10: “Do you give girls names to all of your beers Daddy?”
Me: “Stop asking silly questions Heineken.”
On a road trip, if you need to pee, you have two options: public restrooms or the grass. I went for grass and could see my dogs nodding their heads in solidarity
Me: I can save some money if I install this new dishwasher myself.
*4 hours of clanging, shoving and inventing new curse words*
Me: Sticks out a little, but seems to work
Wife: Now the drawer with the silverware is blocked
Me: WE’LL EAT WITH OUR HANDS!!
math teacher: I said to bring your protractor to class
boy with cowboy hat: I’m just a good old fashioned country boy, I ain’t need nothin fancy, this simple tractor should do the job just fine ma’am
I have AirPods now, the next step is somehow staying rich and staying humble
My stove is the most expensive cigarette lighter I’ve ever purchased.
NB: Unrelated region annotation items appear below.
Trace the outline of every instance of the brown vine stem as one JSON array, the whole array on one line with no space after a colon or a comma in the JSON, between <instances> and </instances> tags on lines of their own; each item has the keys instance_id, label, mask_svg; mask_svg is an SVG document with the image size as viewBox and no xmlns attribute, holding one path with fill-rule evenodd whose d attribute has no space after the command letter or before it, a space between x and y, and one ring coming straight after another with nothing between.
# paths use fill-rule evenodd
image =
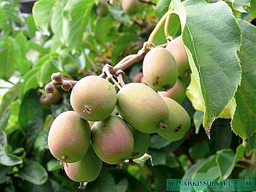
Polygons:
<instances>
[{"instance_id":1,"label":"brown vine stem","mask_svg":"<svg viewBox=\"0 0 256 192\"><path fill-rule=\"evenodd\" d=\"M155 37L155 35L156 35L156 34L157 33L157 32L159 30L162 25L163 24L163 22L166 19L167 17L168 16L168 15L170 15L172 13L172 11L168 11L166 12L164 15L162 17L162 18L159 20L159 21L157 23L156 26L155 27L155 28L153 30L152 32L151 33L150 35L149 35L149 39L148 40L148 44L147 47L148 49L150 50L151 48L151 45L152 44L152 42L153 41L153 39L154 39L154 37Z\"/></svg>"}]
</instances>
whoa, 4 ferrets stacked on top of one another wearing a trenchcoat!
“no, it’s me devin, from high school?”
wow ok you did not age well
I always thought a chickpea was just when girls go to the bathroom in groups.
for $5 i will write “yikes” under one of your ex’s selfies
Skrillex! It’s your cousin Marvin. Marvin Skrillex! Know that sound you’ve been looking for? I think I found it! *holds phone up to blender*
Aragorn: You have my sword.
Legolas: And you have my bow.
Gimli: And my axe.
Airport Security: Again, gentlemen, those items are not allowed on the plane.
Aragorn: But we’re heading to –
Airport Security: Mordor, I know. Look, you’re this close to getting on the no fly list.
After living in terror for 27 years, Gloria Estefan’s threat is realized; I open my car door, and am brutally attacked by the rhythm.